You can only compute the gradient of functions that return scalar values

botkop · October 12, 2019, 8:17am

I was a bit surprised to get below error when trying to obtain the gradient for a layer without activation or loss attached to it:

Precondition failed: The function being differentiated produced a tensor with shape [5, 4, 3]. 
You can only compute the gradient of functions that return scalar values.

Then I tried a similar thing in PyTorch, which gave me:
grad can be implicitly created only for scalar outputs
So, that seems about the same error as in S4TF.

PyTorch though allows me to write:
outputs.backward(torch.ones_like(outputs))
which works, and allows me to test the correctness of the gradients of the layer.

Any idea how this can be done in S4TF?
Thank you.

TomB · October 12, 2019, 11:06am

Haven’t used S4TF at all, and not very familiar with the maths, so could be off here, but I have written a couple of custom backwards kernels so some familiarity with the mechanics.
Yeah, you need a scalar for backwards, I’ve use stuff like:

x = torch.randn(10) # Input
y = my_forward(x)
loss = y.mean()
grad_out, = torch.autograd.grad(l, y, retain_graph=True) # retain_graph needed to be able to call grad again
# grad_out is now the gradient of loss w.r.t output of my_forward (y)

# my_backward calculates gradient from input and grad_out, so I pass x
grad_inp, = my_backward(grad_out, x) 
assert grad_inp = torch.autograd.grad(l, x)

I think that you should find:

grad_inp == y.backward(torch.ones_like(y)) / grad_out

Not entirely across the details, code largely copied from elsewhere, but seems to work (though the above may not as that’s just adapting from this code which is a little harder to follow).

Doesn’t help with how to do it in S4TF but might at least help understand what’s going on on the PyTorch side to let you just do l.backward() or . y.backward(torch.ones_like(y)). This post also looks to have some nice details on how y.backward(...) works in PyTorch.
I gather part of your issue is that whatever you’re using in S4Tf behaves more like torch.autograd.grad than .backward(). I frequently encountered the only scalars issue with .grad().

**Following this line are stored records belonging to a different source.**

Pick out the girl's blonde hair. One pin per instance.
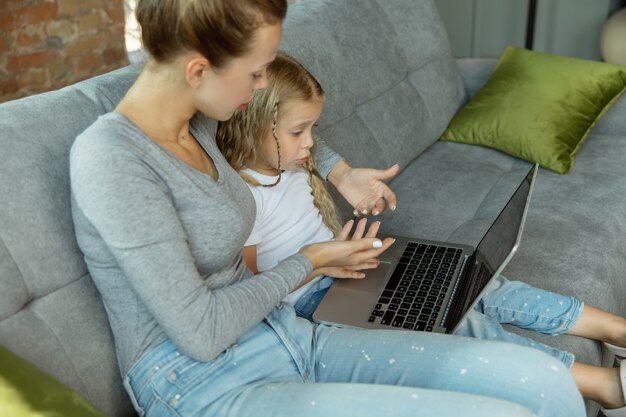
(218, 29)
(241, 137)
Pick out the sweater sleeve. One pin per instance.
(135, 224)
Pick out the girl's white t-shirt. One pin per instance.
(286, 220)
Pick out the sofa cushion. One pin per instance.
(539, 107)
(48, 305)
(26, 391)
(391, 82)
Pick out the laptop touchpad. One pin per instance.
(373, 280)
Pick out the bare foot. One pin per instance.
(601, 385)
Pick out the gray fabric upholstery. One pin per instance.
(390, 79)
(392, 87)
(50, 311)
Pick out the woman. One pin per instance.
(162, 218)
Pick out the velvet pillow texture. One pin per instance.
(26, 391)
(539, 107)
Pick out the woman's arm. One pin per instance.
(138, 233)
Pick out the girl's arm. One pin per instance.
(249, 256)
(363, 188)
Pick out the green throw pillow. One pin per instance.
(538, 107)
(26, 391)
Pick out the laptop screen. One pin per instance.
(505, 233)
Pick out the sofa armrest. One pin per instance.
(475, 72)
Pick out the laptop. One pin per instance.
(426, 285)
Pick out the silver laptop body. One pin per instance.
(409, 291)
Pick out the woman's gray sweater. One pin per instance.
(163, 242)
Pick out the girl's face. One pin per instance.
(294, 129)
(224, 90)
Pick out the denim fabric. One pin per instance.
(287, 365)
(526, 307)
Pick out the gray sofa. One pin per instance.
(392, 88)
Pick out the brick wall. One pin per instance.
(47, 44)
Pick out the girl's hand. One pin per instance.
(346, 256)
(364, 188)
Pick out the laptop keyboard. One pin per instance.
(413, 297)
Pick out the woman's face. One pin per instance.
(294, 129)
(226, 89)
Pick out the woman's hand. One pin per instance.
(348, 255)
(364, 188)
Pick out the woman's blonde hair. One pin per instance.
(241, 137)
(218, 29)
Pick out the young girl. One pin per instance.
(270, 145)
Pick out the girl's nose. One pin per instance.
(308, 141)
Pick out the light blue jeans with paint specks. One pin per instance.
(526, 307)
(505, 302)
(288, 366)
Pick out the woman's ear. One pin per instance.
(194, 71)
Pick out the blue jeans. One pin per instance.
(287, 365)
(505, 302)
(526, 307)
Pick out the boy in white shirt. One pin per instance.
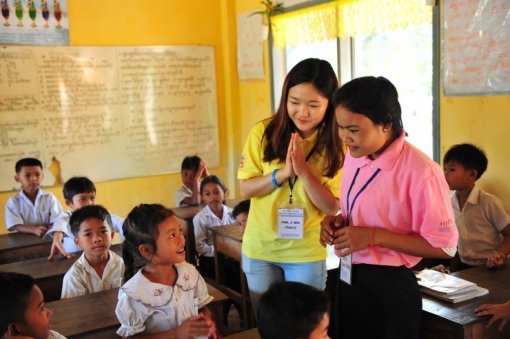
(32, 210)
(98, 269)
(78, 192)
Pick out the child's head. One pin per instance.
(29, 174)
(240, 213)
(213, 191)
(22, 307)
(91, 227)
(290, 310)
(311, 84)
(464, 164)
(79, 192)
(189, 167)
(153, 235)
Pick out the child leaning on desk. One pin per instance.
(78, 192)
(483, 223)
(163, 297)
(22, 311)
(32, 210)
(98, 269)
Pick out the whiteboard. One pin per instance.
(106, 112)
(476, 47)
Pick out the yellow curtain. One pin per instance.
(347, 18)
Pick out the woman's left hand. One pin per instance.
(298, 157)
(351, 239)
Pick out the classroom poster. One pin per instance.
(34, 22)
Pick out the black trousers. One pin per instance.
(383, 302)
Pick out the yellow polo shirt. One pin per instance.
(260, 240)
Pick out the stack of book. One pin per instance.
(447, 287)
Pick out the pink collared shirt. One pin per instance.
(409, 195)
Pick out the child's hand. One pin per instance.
(193, 327)
(497, 259)
(39, 230)
(57, 247)
(498, 312)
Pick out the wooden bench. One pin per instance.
(48, 275)
(93, 315)
(22, 246)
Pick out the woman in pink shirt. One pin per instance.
(395, 210)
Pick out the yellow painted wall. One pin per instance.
(160, 22)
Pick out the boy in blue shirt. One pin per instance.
(78, 192)
(32, 210)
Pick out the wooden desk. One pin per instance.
(227, 242)
(48, 275)
(22, 246)
(446, 320)
(93, 315)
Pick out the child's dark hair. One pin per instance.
(213, 179)
(290, 310)
(77, 185)
(15, 289)
(374, 97)
(141, 228)
(242, 207)
(27, 162)
(469, 156)
(321, 75)
(89, 212)
(191, 162)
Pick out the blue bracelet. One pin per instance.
(273, 179)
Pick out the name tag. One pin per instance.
(346, 269)
(290, 223)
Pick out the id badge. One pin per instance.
(346, 269)
(290, 221)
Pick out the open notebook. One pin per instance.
(447, 287)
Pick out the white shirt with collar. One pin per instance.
(149, 307)
(83, 279)
(19, 210)
(203, 221)
(480, 223)
(61, 224)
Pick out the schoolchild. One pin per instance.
(78, 192)
(290, 169)
(395, 210)
(193, 170)
(215, 213)
(98, 269)
(290, 310)
(163, 296)
(240, 213)
(31, 210)
(483, 223)
(22, 311)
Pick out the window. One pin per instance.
(403, 55)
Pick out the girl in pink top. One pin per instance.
(395, 210)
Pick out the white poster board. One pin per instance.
(106, 112)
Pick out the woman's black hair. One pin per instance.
(141, 228)
(374, 97)
(321, 75)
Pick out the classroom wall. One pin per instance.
(160, 22)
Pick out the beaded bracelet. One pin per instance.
(273, 179)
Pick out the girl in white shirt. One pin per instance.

pela · October 15, 2019, 10:13am

Hi there.
In PyTorch when outputs is not a scalar and you pass a tensor to the gradient argument of backward, it first takes the dot product of outputs and gradient to obtain a scalar, and then it applies backward() to it.
So, in your case outputs.backward(torch.ones_like(outputs)) should be the same as:

outputs = outputs.sum()
outputs.backward()

stephenjohnson · October 25, 2019, 3:33am

Try using appliedForBackpropagation

Example:

import TensorFlow
let layer = Dense<Float>(inputSize: 5, outputSize: 3)
let input = Tensor<Float>([[2.3, -1.2, 4.7, -2.1, 3.0]])
let (predicted, backprop) = layer.appliedForBackpropagation(to: input)
let gradients = backprop(Tensor<Float>(onesLike: predicted))
print(gradients)

▿ 2 elements
  ▿ layerGradient : TangentVector
    - weight : [[ 2.3,  2.3,  2.3],
 [-1.2, -1.2, -1.2],
 [ 4.7,  4.7,  4.7],
 [-2.1, -2.1, -2.1],
 [ 3.0,  3.0,  3.0]]
    - bias : [1.0, 1.0, 1.0]
  - inputGradient : [[-0.56547254,   1.2013183,  -1.1583307, -0.40139845,  -1.4616363]]

botkop · October 25, 2019, 4:46am

Aha. Yes, I guess that is that I was looking for. Thank you.